To reduce the heat of economic growth, China is adjusting its investment, but mainly reducing investment in overheated industries such as iron and steel, aluminum, cement, energy, education, transportation, etc.

Fourth, according to the comments of economic experts around the world, countries in the process of transition from agriculture to industry, from a centrally planned subsidized mechanism to a market mechanism need to draw lessons for themselves from China's development. The nature of growth (arising not from technological innovation in production but from


The main problem is that the industry is mainly industrial, making it heavily dependent on orders from outside; competitiveness is still low due to weak production productivity; the market share in exports of foreign-invested enterprises is quite large (59%) . Another important issue is the large disparity in the distribution and enjoyment of growth results between urban and rural areas, between regions, which China is also having to draw out and make adjustments, but not easily.

Fifth, in trade relations with foreign countries, China has always had a trade surplus; the trade surplus is increasingly large and is among the top two in the world. Vietnam has always had a trade deficit, increasing continuously from 2000 to 2004 with a peak of nearly 5.5 billion USD; in 2005, although it had decreased, it was still over 4.5 billion USD [16].

Sixth, despite high world prices, inflation in China is low (average annual rate in the period 2001-2005 was only about 1.3%) due to the supply of goods being larger than demand, and the purchasing power of the population, especially farmers and inland areas, is still low. The exchange rate between the Chinese yuan and the USD is almost fixed; recently, the yuan has appreciated slightly, although the US has continuously demanded that China appreciate the yuan much more strongly.

(2) - Problems that arise

Besides the successes, we need to deeply understand the issues arising related to China's growth quality to draw lessons from the process of developing the country's economy.
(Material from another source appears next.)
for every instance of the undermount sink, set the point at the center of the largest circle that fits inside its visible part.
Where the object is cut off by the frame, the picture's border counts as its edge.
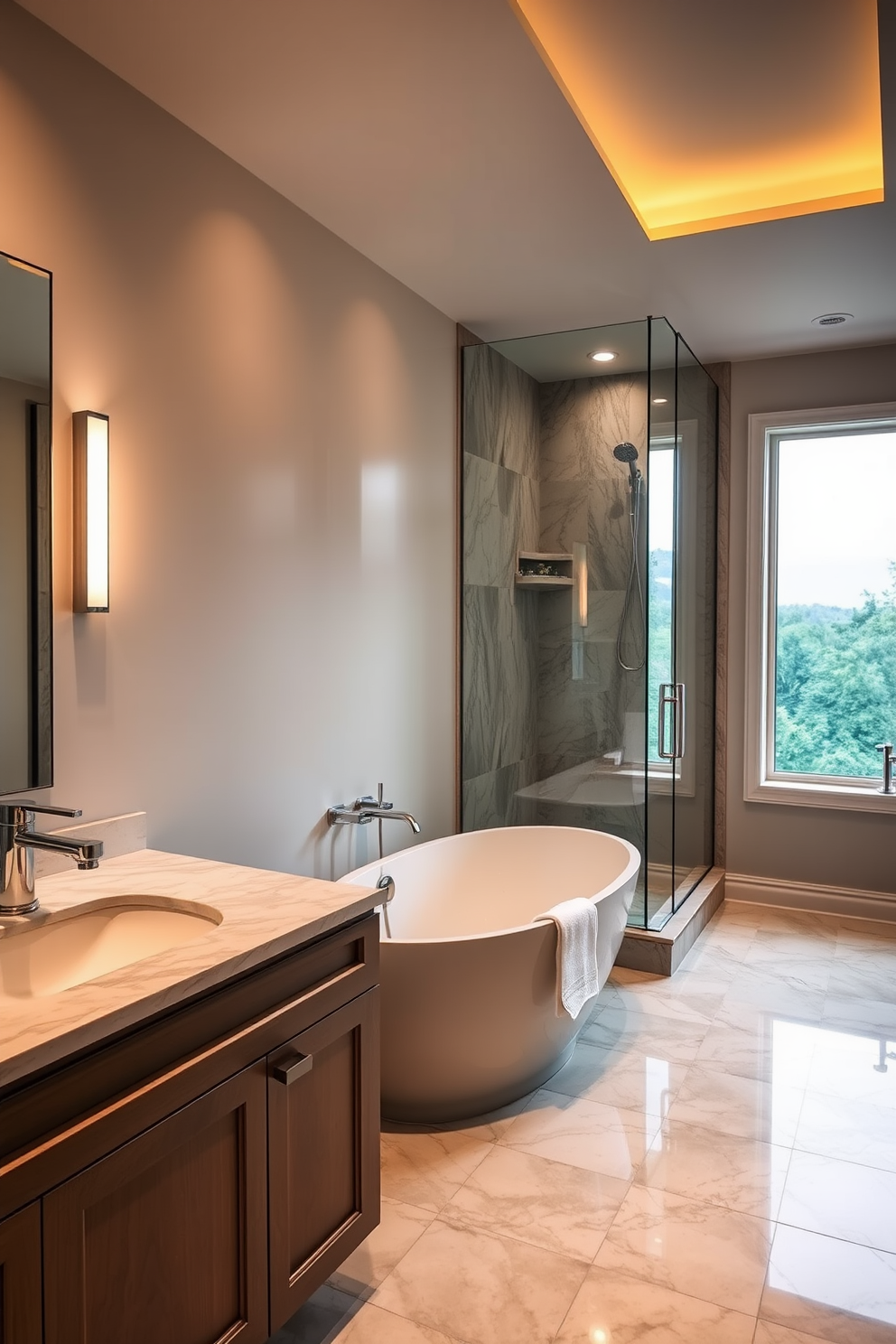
(73, 947)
One is the growing gap between rich and poor. The gap between rich and poor between urban and rural areas is clearly shown in the disproportion between the proportion of residents and the income of each part. In 1978, city residents accounted for 18% of the country's population, with an income of about 34% of the total national income, but by 1996 the proportion of urban residents increased to 28% and the income ratio accounted for 50% of the national income.